1½ cups all-purpose flour
¼ cups semolina flour
5 egg yolks (try Cacklebean eggs, sold in our London shops)
1 whole egg
½ tbsp olive oil
½ tbsp whole milk
½ tsp salt
1. In a large bowl mix flour and salt together. Once mixed, create a well-shaped cavity in the centre of the bowl.
2. In a separate bowl mix the wet ingredients (eggs, olive oil, milk.)
3. Once wet ingredients are thoroughly mixed pour them into the well that you created in the dry ingredients.
4. With a wooden spoon, slowly begin to stir the flour into the egg mixture.
5. Once flour is fully incorporated and a dough has formed, remove the dough from the bowl. Knead the dough on a floured work surface for approximately 10-15 minutes.
6. Finally, wrap the dough in cling film and allow it to rest in the refrigerator.
For best results, allow the dough to rest between 2 and 24 hours. Bring dough to room temperature before use.
St. Tola goat's cheese
1 Red Kuri squash (or any orange winter squash)
1-2 cloves garlic
2 egg yolks
salt and pepper
1. Preheat oven to 180C.
2. Cut squash in half lengthwise.
3. With a spoon remove seeds and reserve for later.
4. Place the squash skin side down on a baking sheet. Season liberally with olive oil, salt, pepper, and crushed garlic. Place in the oven and bake until soft (approximately 30-40 minutes.)
5. Once fully cooked, scoop the flesh of the squash from the skin using a spoon, set aside and allow to fully cool.
6. In a large mixing bowl crumble St. Tola goat's cheese, add egg yolks and squash.
7. With a rubber spatula bring the ingredients together (leaving some cheese pieces intact for texture and pops of flavour.)

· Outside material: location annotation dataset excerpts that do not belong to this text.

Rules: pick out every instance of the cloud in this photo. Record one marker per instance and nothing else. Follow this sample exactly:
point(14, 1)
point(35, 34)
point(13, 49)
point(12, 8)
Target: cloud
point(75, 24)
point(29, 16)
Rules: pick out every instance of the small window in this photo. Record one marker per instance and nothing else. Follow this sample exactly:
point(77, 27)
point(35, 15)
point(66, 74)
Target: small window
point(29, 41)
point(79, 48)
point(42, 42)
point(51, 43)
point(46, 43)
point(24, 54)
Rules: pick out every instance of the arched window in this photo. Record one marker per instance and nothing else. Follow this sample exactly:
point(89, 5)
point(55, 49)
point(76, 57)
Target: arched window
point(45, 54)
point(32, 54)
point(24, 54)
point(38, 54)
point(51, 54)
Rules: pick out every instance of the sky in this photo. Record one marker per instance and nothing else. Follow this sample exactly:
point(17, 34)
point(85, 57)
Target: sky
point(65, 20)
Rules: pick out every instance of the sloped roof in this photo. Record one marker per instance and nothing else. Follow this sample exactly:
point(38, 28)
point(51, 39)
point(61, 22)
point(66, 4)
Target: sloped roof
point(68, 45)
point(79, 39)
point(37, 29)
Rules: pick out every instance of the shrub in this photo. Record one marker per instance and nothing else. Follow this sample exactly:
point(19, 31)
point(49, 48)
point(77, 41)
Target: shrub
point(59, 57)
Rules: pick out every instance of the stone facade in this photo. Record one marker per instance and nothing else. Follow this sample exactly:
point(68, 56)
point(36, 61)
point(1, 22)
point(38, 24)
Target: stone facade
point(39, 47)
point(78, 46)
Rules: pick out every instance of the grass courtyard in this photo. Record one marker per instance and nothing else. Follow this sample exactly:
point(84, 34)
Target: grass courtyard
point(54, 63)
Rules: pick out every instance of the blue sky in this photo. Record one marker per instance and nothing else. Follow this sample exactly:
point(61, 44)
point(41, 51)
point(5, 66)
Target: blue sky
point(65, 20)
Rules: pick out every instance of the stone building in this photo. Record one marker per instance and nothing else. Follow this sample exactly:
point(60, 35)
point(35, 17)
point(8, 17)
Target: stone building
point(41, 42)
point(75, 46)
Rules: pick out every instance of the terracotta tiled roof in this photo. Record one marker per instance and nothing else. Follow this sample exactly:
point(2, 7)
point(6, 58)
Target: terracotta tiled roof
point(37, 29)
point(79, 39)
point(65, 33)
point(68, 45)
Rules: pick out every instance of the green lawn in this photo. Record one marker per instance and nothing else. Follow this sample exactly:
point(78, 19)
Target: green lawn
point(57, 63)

8. Finish with salt, pepper and freshly grated nutmeg to taste.
Any firm-fleshed winter squash of your liking can be substituted in this recipe.
Allowing the St. Tola to come to room temperature before use makes for easy mixing.
Squash seeds, washed and toasted, make a lovely garnish for your pasta.
1. Work pasta through a pasta roller until desired thickness is achieved (second to last setting recommended.)
2. Lay pasta sheets across the work surface.
3. Cut pasta into 4 cm x 4 cm squares.
4. Brush egg wash across the square, and place a dollop of the filling into the centre of the square.
5. Take one corner of the pasta and fold it over itself, forming a triangle. Press down the pasta around the filling, sealing the edges and making sure not to have left any air pockets.
6. Using your index and middle finger pinch the pouch of pasta gently while pulling and bringing the two bottom ends of the pasta together.
Forming tortelloni can be a challenge, but satisfying and fun to practice. You may find watching or reading a quick online tutorial helpful, such as this one.
Completing the Dish
1. Rinse squash seeds, dry well by patting between a kitchen towel. On a baking sheet lightly coat the seeds in olive oil. Season with salt and toast them in the oven at 180C for approximately 15-20 minutes (be careful not to burn them.)
2. Heavily season a large pot of water with salt and bring it to a boil.
3. In a frying pan quickly roast slivers of squash. Remove them from the pan.
4. In the same pan, begin to gently brown several knobs of butter. As butter begins to brown toss in one crushed clove of garlic and several leaves of fresh sage. Remove from heat.
5. Place tortelloni into boiling water. Once they begin to float remove them and place them into the frying pan. Gently toss them in the butter.
6. Plate, garnish with squash, sage, seeds and more crumbled St. Tola. Drizzle remaining pan sauces and serve.